Il n’existe pas de norme universelle de fréquence sexuelle ou de performance. Une sexualité rare peut être satisfaisante ; une sexualité fréquente peut être vécue comme contrainte ; une sexualité sans pénétration peut être pleinement choisie. Le repère principal est la qualité vécue par la personne et par le ou les partenaires concernés : désir, consentement, plaisir, sécurité, absence de douleur subie et possibilité de choisir.
Excitation, lubrification, douleurs et ménopause
Chez les femmes et les personnes ayant une vulve, il faut rechercher les troubles du désir, de l’excitation, de la lubrification, de l’orgasme, les douleurs vulvaires ou vaginales, les dyspareunies, les antécédents de violences, les troubles de l’image corporelle, les effets de la ménopause et les effets des traitements associés. Ces éléments sont parfois moins spontanément rapportés que les troubles de l’érection, alors qu’ils peuvent avoir un retentissement majeur.

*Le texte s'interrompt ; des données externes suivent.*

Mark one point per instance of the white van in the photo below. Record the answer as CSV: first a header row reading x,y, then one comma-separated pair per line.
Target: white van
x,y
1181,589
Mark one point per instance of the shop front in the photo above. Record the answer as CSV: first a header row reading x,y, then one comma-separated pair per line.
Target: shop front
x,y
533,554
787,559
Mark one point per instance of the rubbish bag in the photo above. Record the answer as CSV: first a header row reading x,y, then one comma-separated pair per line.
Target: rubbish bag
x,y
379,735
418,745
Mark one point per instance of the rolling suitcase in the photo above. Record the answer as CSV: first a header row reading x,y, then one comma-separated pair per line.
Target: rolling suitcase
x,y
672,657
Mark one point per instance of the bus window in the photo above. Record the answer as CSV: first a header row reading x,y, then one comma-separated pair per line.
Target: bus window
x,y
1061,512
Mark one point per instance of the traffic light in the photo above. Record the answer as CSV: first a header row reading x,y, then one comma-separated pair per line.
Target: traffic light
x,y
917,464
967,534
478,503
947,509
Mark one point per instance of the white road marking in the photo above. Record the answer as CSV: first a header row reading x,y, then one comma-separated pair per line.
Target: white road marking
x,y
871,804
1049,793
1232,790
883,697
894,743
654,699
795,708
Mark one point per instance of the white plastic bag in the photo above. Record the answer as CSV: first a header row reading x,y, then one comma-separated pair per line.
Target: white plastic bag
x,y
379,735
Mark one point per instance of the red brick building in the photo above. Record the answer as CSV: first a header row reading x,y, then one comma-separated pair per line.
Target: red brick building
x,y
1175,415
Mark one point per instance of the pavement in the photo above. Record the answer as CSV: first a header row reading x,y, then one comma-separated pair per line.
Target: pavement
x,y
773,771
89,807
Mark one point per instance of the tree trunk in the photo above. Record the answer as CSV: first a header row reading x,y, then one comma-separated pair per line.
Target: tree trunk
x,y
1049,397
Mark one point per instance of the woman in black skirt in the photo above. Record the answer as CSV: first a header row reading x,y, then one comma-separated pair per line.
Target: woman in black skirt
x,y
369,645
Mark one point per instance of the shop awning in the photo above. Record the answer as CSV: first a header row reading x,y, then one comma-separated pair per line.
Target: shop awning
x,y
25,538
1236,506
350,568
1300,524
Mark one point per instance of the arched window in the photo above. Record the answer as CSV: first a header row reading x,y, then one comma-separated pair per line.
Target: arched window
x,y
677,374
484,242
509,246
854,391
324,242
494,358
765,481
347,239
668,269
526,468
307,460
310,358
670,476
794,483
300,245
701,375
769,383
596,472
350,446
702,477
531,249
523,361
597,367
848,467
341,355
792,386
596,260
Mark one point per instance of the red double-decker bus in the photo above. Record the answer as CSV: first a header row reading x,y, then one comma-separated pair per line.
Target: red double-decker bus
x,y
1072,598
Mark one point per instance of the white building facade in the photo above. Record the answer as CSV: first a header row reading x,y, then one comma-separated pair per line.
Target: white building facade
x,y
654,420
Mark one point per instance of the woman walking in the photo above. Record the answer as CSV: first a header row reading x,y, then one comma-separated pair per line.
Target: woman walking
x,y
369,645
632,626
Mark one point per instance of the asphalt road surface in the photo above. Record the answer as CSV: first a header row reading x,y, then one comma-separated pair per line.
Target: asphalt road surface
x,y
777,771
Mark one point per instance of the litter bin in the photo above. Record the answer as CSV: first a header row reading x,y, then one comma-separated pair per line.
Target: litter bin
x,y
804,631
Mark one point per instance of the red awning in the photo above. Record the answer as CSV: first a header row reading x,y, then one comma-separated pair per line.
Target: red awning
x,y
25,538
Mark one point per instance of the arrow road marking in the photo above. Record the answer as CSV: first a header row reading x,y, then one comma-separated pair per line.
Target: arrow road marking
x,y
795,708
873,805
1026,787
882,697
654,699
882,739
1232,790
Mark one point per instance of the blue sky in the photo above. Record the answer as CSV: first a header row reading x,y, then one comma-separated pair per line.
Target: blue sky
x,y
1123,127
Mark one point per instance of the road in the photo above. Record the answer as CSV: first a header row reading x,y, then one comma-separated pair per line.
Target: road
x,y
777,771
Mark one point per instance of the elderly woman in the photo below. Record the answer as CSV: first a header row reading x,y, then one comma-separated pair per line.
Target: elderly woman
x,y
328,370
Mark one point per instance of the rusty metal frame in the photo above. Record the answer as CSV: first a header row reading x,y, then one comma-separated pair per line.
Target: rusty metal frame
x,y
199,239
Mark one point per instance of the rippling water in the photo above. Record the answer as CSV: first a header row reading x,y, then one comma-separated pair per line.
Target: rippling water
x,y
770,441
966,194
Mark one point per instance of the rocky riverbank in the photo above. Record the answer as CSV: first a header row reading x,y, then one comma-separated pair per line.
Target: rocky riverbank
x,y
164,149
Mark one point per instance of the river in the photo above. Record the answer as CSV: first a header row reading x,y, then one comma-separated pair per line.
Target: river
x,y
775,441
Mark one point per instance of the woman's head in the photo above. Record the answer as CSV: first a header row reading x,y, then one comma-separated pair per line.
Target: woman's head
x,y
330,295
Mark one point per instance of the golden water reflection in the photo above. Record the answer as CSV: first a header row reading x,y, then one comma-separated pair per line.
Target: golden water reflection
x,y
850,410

La sécheresse et les douleurs ne doivent pas être renvoyées à un simple « stress ». Il faut faire préciser le siège de la douleur, le moment d’apparition, le lien avec la pénétration, l’excitation, le frottement, le préservatif, les lubrifiants, les traitements locaux, les infections, les lésions dermatologiques, l’endométriose, les douleurs pelviennes, l’allaitement, le post-partum ou la ménopause. En cas de syndrome génito-urinaire de la ménopause, les lubrifiants, hydratants vaginaux et traitements estrogéniques locaux peuvent être discutés selon les contre-indications et le contexte médical.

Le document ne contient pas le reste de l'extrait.